Establish the continuity of the spectrum of the operator −H, where H = σΔ − U(x) with U(x) = |∇V(x)|^2/σ − (ΔV)/2, under mixed boundary conditions consisting of zero Dirichlet conditions on Γ_A and zero Neumann conditions on Γ_R, with respect to variations of the domain Ω (for example, via exhausting or shrinking domains). This is required to complete the rigorous extension of the pointwise dual relaxation argument for lower bounds to the mixed-boundary case.

Background

The paper develops lower bounds on the principal eigenvalue using a pointwise dual relaxation (PDR) method, proving convergence in the purely Dirichlet case. Extending this proof to mixed boundary conditions (Dirichlet on Γ_A and Neumann on Γ_R) requires a continuity result for the spectrum of the symmetrized operator (the Witten Laplacian) with respect to domain variations.

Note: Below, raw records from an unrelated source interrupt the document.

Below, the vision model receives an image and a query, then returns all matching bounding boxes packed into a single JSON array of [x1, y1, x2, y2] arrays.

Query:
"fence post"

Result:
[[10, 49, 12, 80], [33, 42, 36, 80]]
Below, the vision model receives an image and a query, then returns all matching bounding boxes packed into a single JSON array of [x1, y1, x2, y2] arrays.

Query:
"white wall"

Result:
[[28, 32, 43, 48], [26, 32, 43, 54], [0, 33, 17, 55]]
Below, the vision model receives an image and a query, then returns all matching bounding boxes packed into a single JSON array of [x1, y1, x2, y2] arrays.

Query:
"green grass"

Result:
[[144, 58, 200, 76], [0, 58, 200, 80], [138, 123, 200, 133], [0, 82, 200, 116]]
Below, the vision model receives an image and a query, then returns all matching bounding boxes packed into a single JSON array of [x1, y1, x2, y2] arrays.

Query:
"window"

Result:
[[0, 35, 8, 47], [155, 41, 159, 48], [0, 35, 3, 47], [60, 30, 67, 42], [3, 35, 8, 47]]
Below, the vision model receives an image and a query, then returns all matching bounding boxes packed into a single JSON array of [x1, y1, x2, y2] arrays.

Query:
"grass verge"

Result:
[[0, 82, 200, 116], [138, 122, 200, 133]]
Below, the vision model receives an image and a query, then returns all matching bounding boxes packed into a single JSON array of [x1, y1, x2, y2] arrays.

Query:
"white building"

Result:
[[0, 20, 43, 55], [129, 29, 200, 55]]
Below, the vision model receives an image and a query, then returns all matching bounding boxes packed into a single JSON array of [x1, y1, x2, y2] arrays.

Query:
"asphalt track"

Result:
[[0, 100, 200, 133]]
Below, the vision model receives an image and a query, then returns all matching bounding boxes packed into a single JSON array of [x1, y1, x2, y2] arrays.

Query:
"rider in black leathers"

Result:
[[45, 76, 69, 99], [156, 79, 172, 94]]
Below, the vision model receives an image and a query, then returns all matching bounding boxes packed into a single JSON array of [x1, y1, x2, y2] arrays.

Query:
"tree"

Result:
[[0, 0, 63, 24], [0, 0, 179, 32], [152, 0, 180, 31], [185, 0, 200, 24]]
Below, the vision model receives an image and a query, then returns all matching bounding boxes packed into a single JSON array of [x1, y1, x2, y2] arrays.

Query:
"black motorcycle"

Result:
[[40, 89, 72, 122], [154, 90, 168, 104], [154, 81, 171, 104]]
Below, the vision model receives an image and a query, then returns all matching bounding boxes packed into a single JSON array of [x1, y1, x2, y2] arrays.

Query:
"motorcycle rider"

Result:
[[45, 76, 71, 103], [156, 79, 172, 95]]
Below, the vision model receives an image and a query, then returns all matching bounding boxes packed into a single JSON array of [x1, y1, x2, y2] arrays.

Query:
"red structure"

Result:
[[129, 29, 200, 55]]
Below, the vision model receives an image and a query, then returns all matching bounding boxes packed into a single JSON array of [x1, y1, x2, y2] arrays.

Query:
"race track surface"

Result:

The authors outline how the Dirichlet argument could generalize if one could justify domain continuity of the spectrum for mixed boundary conditions, but note that they could not locate general results establishing this property. Addressing this gap would allow the theoretical guarantees (equality of the PDR bound with the principal eigenvalue) to hold in the mixed-boundary setting.